The symbolic compute graph cache (Stage A0) survives this call, so subsequent forward computations (expectation, pdf, compute_pmf, …) reuse the cached elimination.

For users on the Python EliminationTrace path (cache_trace=True), IPV remains baked in at trace-record time — that path is not affected by update_ipv.

update_weights

phasic.Graph.update_weights(theta, callback=None, log=False)

Update parameterized edge weights with given parameters.

This method wraps the C++ implementation to cache theta for use with trace-based computation.

Parameters

theta : ArrayLike

Parameter vector to set edge weights.

callback : callable = None

Custom callback for weight computation.

log : bool = False

If True, use log-space computation.

Notes

This updates edge weights on the live Graph object (C++ side). It does NOT invalidate the cached trace since it only changes parameter values, not graph structure.

For the JAX/FFI/SVGD pipeline, use graph.weight_mode instead. That property controls how pmf_from_graph() and pmf_and_moments_from_graph() compute edge weights from theta.

variance

phasic.Graph.variance(rewards=[], **kwargs)

Compute variance of the phase-type distribution.

Parameters

rewards : ArrayLike = []

Reward vector for reward-transformed variance.
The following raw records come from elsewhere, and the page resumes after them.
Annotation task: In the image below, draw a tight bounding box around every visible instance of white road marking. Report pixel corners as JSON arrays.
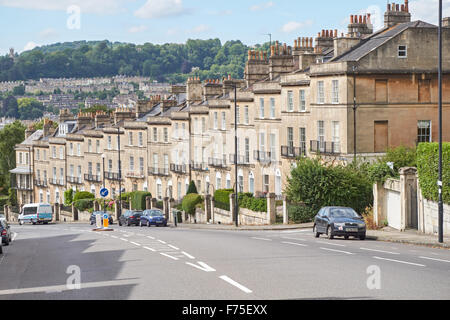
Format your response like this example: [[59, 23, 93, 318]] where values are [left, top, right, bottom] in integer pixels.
[[282, 241, 308, 247], [120, 238, 129, 242], [319, 241, 346, 247], [373, 256, 426, 267], [359, 247, 400, 255], [111, 236, 118, 239], [130, 242, 141, 246], [12, 232, 18, 241], [419, 256, 450, 263], [251, 237, 272, 241], [143, 246, 156, 252], [168, 245, 179, 250], [281, 229, 311, 234], [147, 236, 155, 239], [320, 247, 354, 255], [181, 252, 195, 259], [281, 237, 307, 241], [158, 240, 167, 244], [219, 276, 252, 294], [185, 261, 216, 272], [160, 253, 179, 260]]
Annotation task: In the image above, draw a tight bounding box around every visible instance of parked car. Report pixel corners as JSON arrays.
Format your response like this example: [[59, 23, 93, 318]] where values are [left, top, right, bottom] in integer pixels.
[[0, 214, 5, 221], [140, 209, 167, 227], [313, 207, 366, 240], [1, 219, 12, 246], [18, 203, 53, 225], [90, 212, 114, 226], [118, 210, 143, 226]]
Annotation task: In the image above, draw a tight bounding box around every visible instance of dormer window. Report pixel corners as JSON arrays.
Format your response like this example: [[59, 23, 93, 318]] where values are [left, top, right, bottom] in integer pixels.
[[398, 45, 407, 58]]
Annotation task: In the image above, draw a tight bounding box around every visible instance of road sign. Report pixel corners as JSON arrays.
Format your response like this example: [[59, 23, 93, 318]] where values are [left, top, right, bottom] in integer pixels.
[[103, 214, 109, 228], [100, 188, 109, 198]]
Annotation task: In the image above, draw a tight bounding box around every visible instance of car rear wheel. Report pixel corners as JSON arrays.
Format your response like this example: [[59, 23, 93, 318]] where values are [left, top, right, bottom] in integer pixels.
[[344, 235, 349, 240], [359, 234, 366, 241], [19, 220, 23, 226], [327, 226, 334, 240], [3, 238, 9, 246], [118, 221, 122, 226], [313, 225, 320, 238], [0, 245, 3, 254]]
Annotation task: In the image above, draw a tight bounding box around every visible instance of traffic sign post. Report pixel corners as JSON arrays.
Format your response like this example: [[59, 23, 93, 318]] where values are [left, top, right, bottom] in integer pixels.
[[92, 188, 114, 232], [103, 213, 109, 229]]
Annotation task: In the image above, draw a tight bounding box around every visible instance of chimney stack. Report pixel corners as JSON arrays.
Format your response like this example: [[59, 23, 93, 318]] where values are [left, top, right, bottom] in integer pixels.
[[384, 0, 411, 28]]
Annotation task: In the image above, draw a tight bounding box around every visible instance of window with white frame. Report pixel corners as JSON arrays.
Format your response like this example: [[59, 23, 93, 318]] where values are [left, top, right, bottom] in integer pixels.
[[417, 120, 431, 143], [236, 106, 240, 124], [398, 45, 407, 58], [299, 90, 306, 111], [77, 165, 81, 179], [202, 118, 206, 133], [88, 139, 92, 153], [270, 133, 276, 160], [60, 147, 64, 159], [245, 138, 250, 163], [138, 132, 143, 146], [43, 150, 46, 160], [270, 98, 276, 118], [163, 128, 168, 143], [332, 80, 339, 104], [129, 156, 134, 171], [299, 127, 306, 155], [194, 118, 198, 134], [128, 132, 133, 146], [259, 98, 265, 118], [153, 154, 158, 170], [249, 172, 255, 194], [107, 136, 112, 150], [139, 157, 144, 173], [332, 121, 341, 153], [318, 121, 325, 150], [221, 112, 226, 130], [175, 123, 179, 138], [69, 143, 73, 155], [287, 91, 294, 112], [214, 112, 218, 129], [317, 81, 325, 104], [96, 140, 100, 153], [77, 143, 81, 156], [70, 164, 74, 177], [259, 132, 265, 152], [52, 146, 56, 158], [263, 175, 269, 193], [153, 128, 158, 142], [60, 168, 64, 184], [244, 106, 249, 124], [164, 154, 169, 173], [108, 159, 112, 172]]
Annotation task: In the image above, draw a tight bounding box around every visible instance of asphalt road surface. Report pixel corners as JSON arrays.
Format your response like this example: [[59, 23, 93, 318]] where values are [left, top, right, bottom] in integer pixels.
[[0, 223, 449, 300]]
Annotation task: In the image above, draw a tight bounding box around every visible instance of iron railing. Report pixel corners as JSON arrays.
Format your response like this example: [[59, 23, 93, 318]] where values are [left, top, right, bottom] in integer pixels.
[[148, 167, 170, 176], [310, 141, 341, 155], [84, 174, 102, 183]]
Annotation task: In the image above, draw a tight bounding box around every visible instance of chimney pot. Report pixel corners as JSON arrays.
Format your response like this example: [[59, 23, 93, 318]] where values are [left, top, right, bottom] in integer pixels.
[[396, 4, 399, 11]]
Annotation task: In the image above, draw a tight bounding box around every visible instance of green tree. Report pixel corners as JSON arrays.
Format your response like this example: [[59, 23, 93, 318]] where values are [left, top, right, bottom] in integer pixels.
[[186, 181, 198, 195], [0, 121, 26, 191], [13, 85, 25, 95]]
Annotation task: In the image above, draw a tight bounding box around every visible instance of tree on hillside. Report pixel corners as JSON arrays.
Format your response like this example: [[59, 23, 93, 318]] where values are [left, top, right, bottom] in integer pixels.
[[0, 121, 26, 191]]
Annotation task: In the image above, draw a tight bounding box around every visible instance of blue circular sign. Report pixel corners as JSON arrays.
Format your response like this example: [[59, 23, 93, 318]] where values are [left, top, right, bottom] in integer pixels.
[[100, 188, 109, 198], [103, 214, 109, 220]]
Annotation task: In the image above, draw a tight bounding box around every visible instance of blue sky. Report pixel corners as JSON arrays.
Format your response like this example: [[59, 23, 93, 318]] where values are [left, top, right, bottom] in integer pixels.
[[0, 0, 447, 55]]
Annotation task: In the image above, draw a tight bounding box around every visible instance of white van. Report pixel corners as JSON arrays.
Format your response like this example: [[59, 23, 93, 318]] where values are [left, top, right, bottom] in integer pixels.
[[18, 203, 53, 225]]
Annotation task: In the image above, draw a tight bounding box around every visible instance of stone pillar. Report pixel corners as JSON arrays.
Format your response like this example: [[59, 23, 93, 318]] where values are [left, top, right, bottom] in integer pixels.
[[211, 196, 215, 224], [163, 197, 169, 220], [282, 195, 288, 225], [417, 174, 425, 233], [114, 200, 120, 221], [373, 182, 386, 227], [230, 194, 236, 224], [94, 201, 100, 212], [168, 198, 175, 223], [151, 198, 157, 209], [4, 205, 9, 222], [53, 203, 60, 222], [146, 196, 151, 210], [204, 194, 212, 223], [399, 167, 418, 230], [267, 193, 276, 225], [72, 204, 79, 221]]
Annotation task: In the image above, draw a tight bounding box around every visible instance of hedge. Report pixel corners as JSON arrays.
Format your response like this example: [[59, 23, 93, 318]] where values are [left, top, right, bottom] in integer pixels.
[[182, 194, 202, 216], [417, 142, 449, 204], [130, 191, 152, 210], [73, 191, 95, 202], [238, 193, 267, 212], [64, 189, 74, 206], [288, 204, 317, 223], [214, 189, 234, 211], [74, 199, 94, 212], [0, 196, 8, 208]]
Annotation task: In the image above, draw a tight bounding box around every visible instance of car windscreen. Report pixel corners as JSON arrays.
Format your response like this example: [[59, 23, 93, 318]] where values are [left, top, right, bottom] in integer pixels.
[[329, 208, 359, 219], [132, 211, 143, 216], [145, 210, 163, 217], [23, 207, 38, 215]]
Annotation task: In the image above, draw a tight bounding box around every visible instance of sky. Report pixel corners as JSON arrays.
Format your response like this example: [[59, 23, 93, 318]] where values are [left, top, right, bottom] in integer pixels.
[[0, 0, 449, 56]]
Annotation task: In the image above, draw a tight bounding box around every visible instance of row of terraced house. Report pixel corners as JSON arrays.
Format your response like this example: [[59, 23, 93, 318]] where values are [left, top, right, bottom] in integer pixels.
[[11, 1, 450, 208]]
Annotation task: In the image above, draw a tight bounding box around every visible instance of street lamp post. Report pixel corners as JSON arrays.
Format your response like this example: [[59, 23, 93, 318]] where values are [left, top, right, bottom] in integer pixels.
[[102, 154, 106, 212], [117, 127, 122, 218], [352, 65, 358, 162], [234, 84, 239, 228], [438, 0, 444, 243]]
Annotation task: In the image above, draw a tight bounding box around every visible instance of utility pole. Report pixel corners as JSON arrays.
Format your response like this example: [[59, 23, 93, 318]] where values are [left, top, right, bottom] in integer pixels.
[[438, 0, 444, 244], [352, 65, 358, 162], [102, 154, 106, 212], [234, 84, 239, 228], [118, 126, 122, 218]]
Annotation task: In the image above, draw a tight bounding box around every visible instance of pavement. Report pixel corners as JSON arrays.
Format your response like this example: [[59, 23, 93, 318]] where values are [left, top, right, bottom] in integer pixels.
[[0, 223, 449, 300]]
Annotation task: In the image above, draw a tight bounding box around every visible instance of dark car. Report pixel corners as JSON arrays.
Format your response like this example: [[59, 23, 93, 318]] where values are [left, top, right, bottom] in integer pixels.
[[140, 209, 167, 227], [1, 219, 12, 247], [118, 210, 143, 227], [313, 207, 366, 240], [90, 211, 114, 226]]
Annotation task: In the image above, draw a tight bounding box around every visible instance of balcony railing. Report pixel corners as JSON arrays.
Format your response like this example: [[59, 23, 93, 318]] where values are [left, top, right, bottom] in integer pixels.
[[11, 179, 33, 191], [148, 167, 170, 176], [34, 179, 48, 188], [191, 162, 208, 172], [281, 145, 306, 158], [105, 172, 122, 181], [126, 171, 146, 179], [170, 164, 187, 174], [254, 150, 273, 163], [67, 176, 83, 185], [310, 140, 341, 155], [208, 157, 228, 168], [49, 178, 65, 186], [84, 174, 102, 183], [229, 154, 251, 166]]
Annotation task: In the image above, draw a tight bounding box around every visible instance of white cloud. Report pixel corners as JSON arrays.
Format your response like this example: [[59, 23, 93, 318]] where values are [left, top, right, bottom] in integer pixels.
[[135, 0, 189, 19], [250, 1, 274, 12], [410, 0, 450, 24], [39, 28, 59, 38], [281, 20, 314, 33], [190, 24, 211, 33], [128, 25, 148, 33], [23, 41, 39, 52], [0, 0, 127, 15]]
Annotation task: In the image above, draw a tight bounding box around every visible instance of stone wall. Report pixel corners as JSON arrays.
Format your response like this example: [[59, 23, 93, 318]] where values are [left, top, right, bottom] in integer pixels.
[[238, 208, 269, 226]]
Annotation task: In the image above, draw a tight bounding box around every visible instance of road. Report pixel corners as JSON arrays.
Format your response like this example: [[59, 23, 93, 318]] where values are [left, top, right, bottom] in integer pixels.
[[0, 223, 449, 300]]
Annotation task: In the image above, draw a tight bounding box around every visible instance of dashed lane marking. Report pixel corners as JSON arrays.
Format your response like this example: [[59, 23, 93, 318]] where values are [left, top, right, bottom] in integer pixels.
[[186, 262, 216, 272], [251, 237, 272, 241], [359, 247, 400, 255], [168, 244, 179, 250], [143, 246, 156, 252], [320, 247, 354, 255], [219, 276, 252, 294], [181, 252, 195, 259], [419, 256, 450, 264], [373, 256, 426, 267], [160, 253, 179, 260], [130, 242, 141, 246], [318, 241, 346, 247], [282, 241, 308, 247]]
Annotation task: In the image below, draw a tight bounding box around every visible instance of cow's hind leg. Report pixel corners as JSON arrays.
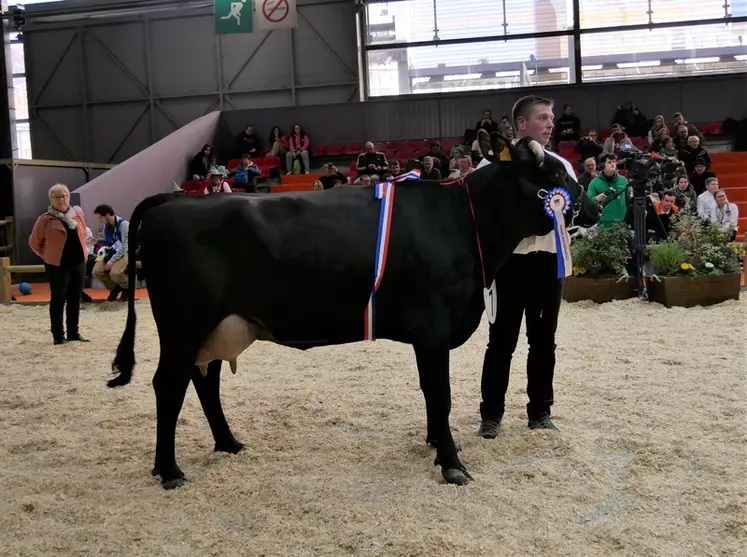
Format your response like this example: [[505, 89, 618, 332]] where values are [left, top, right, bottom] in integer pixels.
[[152, 361, 191, 489], [191, 360, 244, 454], [413, 342, 472, 486]]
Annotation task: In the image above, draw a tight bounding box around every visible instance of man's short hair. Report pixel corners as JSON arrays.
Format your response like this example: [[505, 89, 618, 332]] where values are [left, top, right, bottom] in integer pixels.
[[241, 153, 251, 159], [662, 189, 676, 199], [94, 204, 115, 217], [599, 153, 617, 164], [705, 177, 718, 187], [511, 95, 554, 128]]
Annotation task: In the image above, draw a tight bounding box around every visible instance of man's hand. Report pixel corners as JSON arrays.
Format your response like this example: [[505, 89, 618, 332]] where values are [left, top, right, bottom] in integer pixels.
[[105, 259, 115, 272], [596, 193, 607, 203]]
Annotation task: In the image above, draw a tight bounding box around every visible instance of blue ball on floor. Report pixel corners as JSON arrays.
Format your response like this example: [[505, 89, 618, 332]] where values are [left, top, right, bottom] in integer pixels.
[[19, 282, 32, 295]]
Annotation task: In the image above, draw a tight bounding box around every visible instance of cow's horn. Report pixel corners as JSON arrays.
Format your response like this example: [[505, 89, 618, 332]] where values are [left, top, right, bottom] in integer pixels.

If not provided, computes Var(T) where T is time until absorption.

****kwargs** : dict = {}

Additional keyword arguments passed to C++ implementation.

Returns

: float

Variance Var(T) or reward-transformed variance.

Notes

For parameterized graphs, this method uses trace-based computation which requires O(n) memory instead of O(n²) for the matrix-based approach. Set cache_trace=True when creating the graph to cache the trace for faster repeated evaluations.

Computed as Var(T) = E[T^2] - E[T]^2 using moments.